Adapter parameters provide a mechanism to modify the behavior of machine learning models and have gained significant popularity in the context of large language models (LLMs) and generative AI. These parameters can be merged to support multiple tasks via a process known as task merging. However, prior work on merging in LLMs, particularly in natural language processing, has been limited to scenarios where each test example addresses only a single task. In this paper, we focus on on-device settings and study the problem of text-based compositional multi-tasking, where each test example involves the simultaneous execution of multiple tasks. For instance, generating a translated summary of a long text requires solving both translation and summarization tasks concurrently. To facilitate research in this setting, we propose a benchmark comprising four practically relevant compositional tasks. We also present an efficient method (Learnable Calibration) tailored for on-device applications, where computational resources are limited, emphasizing the need for solutions that are both resource-efficient and high-performing. Our contributions lay the groundwork for advancing the capabilities of LLMs in real-world multi-tasking scenarios, expanding their applicability to complex, resource-constrained use cases.

Paper Structure

This paper contains 23 sections, 7 equations, 17 figures, 8 tables.

Figures (17)

  • Figure 1: Compositional multi-tasking involves performing multiple tasks simultaneously, such as summarization and translation. The challenge lies in executing all tasks jointly within a single inference pass for optimal efficiency, rather than performing them separately through multiple inferences.

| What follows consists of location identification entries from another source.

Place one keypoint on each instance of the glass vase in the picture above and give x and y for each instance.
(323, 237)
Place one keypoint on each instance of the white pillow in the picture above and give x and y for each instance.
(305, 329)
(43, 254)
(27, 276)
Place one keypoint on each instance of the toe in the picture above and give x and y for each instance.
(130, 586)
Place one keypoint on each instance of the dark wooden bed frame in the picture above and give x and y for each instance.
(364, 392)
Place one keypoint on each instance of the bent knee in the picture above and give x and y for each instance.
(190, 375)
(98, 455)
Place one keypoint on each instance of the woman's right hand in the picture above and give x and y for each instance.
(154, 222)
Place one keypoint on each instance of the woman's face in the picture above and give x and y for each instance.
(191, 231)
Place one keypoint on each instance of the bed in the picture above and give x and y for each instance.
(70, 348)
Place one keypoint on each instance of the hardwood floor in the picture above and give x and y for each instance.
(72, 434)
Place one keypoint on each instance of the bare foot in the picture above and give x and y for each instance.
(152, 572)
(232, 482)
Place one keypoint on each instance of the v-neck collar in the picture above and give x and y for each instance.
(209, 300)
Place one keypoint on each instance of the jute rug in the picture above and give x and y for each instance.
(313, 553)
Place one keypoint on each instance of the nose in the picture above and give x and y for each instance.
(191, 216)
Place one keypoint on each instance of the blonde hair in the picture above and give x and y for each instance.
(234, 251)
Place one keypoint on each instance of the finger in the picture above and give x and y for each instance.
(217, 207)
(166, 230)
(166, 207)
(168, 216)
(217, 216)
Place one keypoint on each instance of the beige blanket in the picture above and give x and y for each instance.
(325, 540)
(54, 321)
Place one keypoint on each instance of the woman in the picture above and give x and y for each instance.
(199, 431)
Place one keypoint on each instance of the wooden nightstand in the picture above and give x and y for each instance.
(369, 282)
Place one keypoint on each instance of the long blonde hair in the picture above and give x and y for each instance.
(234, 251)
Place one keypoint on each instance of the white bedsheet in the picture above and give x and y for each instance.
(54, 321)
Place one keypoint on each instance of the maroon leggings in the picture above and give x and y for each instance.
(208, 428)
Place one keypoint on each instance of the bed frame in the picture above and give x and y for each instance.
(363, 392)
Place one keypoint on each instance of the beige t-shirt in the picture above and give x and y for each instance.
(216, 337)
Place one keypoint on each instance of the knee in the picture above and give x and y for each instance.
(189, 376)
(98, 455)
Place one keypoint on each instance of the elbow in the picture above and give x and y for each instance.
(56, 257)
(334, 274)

  • Figure 2: Overview of the four compositional tasks in our benchmark. The tasks include three translation settings (English to Spanish, French, and German) and four tone variations (professional, casual, witty, and neutral paraphrase), leading to fourteen sub-tasks overall.

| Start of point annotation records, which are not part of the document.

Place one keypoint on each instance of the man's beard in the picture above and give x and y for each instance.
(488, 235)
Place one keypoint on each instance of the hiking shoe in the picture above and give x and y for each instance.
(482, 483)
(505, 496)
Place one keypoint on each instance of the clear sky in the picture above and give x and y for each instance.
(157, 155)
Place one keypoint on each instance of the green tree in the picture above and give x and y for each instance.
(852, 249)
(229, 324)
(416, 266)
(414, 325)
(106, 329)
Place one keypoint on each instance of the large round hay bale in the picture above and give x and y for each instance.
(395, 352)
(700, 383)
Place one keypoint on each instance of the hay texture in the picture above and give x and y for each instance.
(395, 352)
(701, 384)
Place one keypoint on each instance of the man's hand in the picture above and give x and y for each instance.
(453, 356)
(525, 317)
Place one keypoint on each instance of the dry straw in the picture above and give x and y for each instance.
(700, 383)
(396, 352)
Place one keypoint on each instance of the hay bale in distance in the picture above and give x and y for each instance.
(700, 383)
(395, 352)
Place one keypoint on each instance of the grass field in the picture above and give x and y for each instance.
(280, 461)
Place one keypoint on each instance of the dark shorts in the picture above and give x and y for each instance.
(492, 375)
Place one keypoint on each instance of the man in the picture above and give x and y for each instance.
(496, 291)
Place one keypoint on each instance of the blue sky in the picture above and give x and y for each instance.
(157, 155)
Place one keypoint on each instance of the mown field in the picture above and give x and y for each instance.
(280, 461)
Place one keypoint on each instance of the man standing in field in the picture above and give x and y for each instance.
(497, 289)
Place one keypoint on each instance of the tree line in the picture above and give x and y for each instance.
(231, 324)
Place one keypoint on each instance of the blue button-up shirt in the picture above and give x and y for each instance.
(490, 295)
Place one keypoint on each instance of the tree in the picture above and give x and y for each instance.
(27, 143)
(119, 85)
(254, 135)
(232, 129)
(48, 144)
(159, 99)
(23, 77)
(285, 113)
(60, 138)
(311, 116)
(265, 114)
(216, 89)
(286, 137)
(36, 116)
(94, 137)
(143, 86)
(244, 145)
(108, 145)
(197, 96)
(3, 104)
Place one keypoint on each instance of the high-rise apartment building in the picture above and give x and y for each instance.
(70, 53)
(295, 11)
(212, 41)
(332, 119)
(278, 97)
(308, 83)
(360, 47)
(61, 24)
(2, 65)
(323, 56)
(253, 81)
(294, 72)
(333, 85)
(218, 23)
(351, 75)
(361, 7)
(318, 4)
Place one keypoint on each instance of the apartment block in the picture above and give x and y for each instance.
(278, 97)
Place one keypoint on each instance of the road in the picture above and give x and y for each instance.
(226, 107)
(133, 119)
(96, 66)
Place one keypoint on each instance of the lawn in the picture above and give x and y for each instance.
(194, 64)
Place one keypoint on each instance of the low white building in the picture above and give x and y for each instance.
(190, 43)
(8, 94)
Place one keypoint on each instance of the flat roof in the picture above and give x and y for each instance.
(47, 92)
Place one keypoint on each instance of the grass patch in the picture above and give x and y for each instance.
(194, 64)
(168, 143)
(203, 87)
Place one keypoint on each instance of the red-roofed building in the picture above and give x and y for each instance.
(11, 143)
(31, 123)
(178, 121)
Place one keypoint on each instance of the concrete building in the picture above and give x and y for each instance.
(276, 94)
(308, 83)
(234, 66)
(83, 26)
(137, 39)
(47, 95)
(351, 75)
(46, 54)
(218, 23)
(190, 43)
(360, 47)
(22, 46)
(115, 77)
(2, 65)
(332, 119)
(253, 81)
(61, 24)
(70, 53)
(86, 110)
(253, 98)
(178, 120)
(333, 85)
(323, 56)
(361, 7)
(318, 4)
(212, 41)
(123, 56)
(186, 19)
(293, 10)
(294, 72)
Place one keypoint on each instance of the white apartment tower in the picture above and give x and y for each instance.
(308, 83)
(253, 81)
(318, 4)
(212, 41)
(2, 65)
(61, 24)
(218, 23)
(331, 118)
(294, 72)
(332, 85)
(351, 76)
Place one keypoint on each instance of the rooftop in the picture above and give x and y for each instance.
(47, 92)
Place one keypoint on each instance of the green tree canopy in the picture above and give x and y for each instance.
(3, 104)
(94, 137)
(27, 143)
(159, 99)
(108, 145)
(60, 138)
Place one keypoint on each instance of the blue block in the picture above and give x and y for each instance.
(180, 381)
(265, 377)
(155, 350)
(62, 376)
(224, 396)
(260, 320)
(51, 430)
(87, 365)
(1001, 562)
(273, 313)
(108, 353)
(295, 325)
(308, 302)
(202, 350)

  • Figure 3: LoRA weight update matrices differ across tasks, so sharing additional parameters $P$ is likely to be suboptimal.

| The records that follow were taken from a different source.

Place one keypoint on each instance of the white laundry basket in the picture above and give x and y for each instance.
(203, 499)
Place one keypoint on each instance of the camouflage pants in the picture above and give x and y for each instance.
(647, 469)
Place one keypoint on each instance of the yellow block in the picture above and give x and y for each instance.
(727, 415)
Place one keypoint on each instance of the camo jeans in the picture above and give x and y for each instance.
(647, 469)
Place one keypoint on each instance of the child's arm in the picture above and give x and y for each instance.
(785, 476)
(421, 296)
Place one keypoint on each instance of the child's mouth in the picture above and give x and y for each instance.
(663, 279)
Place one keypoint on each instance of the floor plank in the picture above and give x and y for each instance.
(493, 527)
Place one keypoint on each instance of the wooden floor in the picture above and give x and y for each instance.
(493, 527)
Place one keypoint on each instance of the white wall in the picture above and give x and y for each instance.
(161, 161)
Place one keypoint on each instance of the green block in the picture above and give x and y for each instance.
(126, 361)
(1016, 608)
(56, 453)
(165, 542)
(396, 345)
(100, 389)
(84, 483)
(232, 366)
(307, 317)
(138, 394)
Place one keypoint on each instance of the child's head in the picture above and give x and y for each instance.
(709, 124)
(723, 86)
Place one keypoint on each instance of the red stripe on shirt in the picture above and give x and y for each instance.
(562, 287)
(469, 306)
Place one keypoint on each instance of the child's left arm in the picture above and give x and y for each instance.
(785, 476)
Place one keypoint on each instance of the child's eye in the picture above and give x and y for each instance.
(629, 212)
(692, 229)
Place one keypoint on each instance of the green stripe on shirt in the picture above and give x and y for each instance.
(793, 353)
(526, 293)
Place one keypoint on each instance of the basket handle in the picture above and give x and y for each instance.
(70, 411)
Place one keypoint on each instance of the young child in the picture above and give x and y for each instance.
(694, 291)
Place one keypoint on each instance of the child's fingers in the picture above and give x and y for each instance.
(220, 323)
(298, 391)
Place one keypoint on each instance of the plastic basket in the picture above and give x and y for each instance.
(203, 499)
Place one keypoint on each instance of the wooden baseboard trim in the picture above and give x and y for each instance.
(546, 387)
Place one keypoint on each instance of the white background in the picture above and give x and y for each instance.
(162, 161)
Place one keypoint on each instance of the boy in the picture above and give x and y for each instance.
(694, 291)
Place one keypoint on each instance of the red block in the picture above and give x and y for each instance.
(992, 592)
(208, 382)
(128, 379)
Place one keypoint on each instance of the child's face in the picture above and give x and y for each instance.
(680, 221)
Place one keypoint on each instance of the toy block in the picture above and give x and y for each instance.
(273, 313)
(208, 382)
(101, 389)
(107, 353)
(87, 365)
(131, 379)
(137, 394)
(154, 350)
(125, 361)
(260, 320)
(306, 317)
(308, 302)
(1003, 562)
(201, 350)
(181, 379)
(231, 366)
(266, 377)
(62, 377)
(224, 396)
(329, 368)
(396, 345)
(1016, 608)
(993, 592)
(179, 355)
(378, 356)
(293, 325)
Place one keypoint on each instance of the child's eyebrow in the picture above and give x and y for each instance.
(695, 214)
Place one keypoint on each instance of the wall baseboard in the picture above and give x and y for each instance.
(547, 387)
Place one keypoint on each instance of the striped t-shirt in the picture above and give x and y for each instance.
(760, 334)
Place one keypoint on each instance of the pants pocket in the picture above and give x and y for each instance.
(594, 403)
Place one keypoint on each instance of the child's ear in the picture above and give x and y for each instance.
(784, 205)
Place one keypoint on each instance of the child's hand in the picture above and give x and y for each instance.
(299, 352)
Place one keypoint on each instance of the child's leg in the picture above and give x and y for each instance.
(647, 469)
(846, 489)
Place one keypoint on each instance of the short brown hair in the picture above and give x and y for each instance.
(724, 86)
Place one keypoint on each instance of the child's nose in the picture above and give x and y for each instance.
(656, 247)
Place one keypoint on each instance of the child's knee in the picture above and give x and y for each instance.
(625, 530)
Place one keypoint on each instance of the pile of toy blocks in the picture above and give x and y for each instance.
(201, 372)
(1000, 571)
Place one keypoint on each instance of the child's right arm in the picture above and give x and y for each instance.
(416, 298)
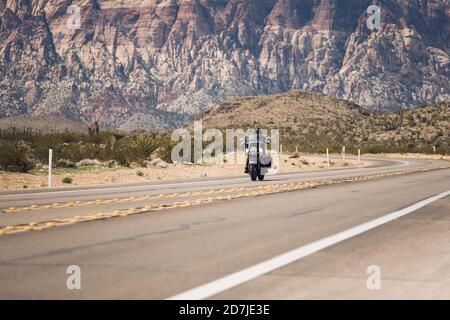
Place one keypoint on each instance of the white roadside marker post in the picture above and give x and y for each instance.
(50, 160)
(328, 158)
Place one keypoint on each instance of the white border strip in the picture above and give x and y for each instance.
(215, 287)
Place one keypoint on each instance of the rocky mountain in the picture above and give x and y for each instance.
(140, 63)
(312, 122)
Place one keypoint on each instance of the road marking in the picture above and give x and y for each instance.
(206, 183)
(250, 192)
(223, 284)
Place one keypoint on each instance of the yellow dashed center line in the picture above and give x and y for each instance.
(243, 193)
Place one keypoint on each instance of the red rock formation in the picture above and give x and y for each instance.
(143, 56)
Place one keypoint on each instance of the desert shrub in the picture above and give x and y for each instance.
(67, 180)
(15, 157)
(122, 153)
(144, 145)
(140, 173)
(165, 148)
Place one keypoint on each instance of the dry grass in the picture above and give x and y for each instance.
(99, 176)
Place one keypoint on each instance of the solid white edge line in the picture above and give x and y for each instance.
(220, 285)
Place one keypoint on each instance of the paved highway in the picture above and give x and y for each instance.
(294, 236)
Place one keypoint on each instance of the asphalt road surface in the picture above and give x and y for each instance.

  • Figure 4: Our Learnable Calibration. We add a small number of calibration parameters to correct the initial merged LoRAs. Variation #1 uses a calibration vector of biases, while Variation #2 (++) uses two calibration low-rank matrices.
  • Figure 5: Changes in the update matrix. Learnable Calibration makes the overall LoRA update matrix significantly more diverse to handle additional tasks. The weight norms also increase substantially across different components, reflecting the added complexity required for compositional multi-tasking.